En septembre dernier, mon fils fut diagnostiqué avec un TDAH-trouble de l’attention avec hyperactivité- pour 150 euros en consultation privée par un professeur de l’Hôpital Robert Debré où il faut attendre six mois pour avoir un rdv, à condition d’arriver à joindre le service saturé entre 13 h30 et 16 h30. Un HP saturé tout comme celui de Necker où ma fille ne put jamais obtenir un lit malgré des douleurs abdominales la faisant hurler, son pronostic vital « n’étant pas engagé ». De retour dans son collège sur fond de #Pasdevague, de « bobologie » de professeurs absents, de CPE partant en cours d’année, ma fille y obtient chaque trimestre les félicitations, bien qu’elle ne sache pas dire « pain » en anglais après trois années. Son frère a, lui, fugué de son internat public avant Noël en escaladant le petit mur au fond de la cour pendant l’heure du goûter- des travaux sont envisagés m’a-t’on répondu. Sa CPE, joignable uniquement par SMS répond rarement. Dans son ancien collège où j’ai demandé son retour pour cette rentrée, la principale m’a donné peu d’espoir, les classes étant surchargées. Depuis une semaine, la ligne du service des juges des enfants est indisponible lors des horaires d’ouverture de 9-12 heures, 14-17 heures. Des horaires de fonctionnaires comme on dit. Surtout des services publics au bord de l’implosion par manque d’effectifs répondent ceux qui y travaillent lorsqu’ils ne reprochent pas aux malades, comme ce chef de service d’un hôpital parisien, d’ être des « consommateurs qui se croient au supermarché ».

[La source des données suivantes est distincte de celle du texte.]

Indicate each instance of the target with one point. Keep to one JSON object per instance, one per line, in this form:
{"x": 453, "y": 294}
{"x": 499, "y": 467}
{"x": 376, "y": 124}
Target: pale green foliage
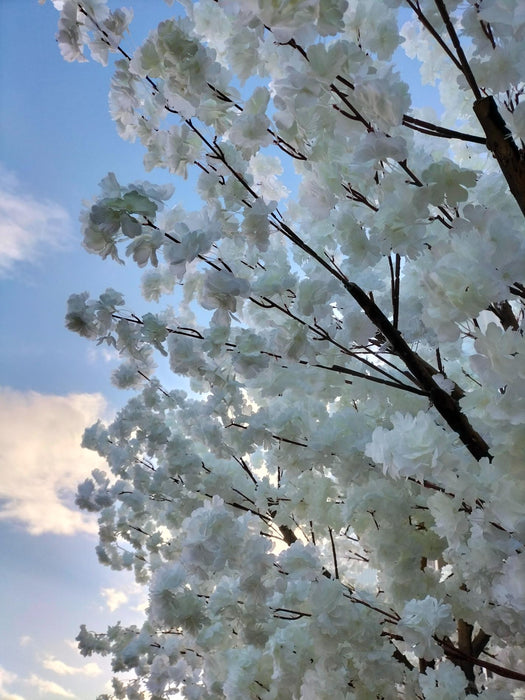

2019 est arrivée; la reforme de la justice décidée par Emmanuel Macron se met en place. Le corps enseignant lance ses #Stylos noirs. Et Ingrid Levavasseur, femme gilet jaune, fait le travail de deux personnes comme aide soignante pour 1250 euros euros chaque mois. On juge, parait-il, un pays à ses hommes politiques, ses hôpitaux, ses écoles, sa justice, ses médias et sa police. Dont acte, Monsieur Macron.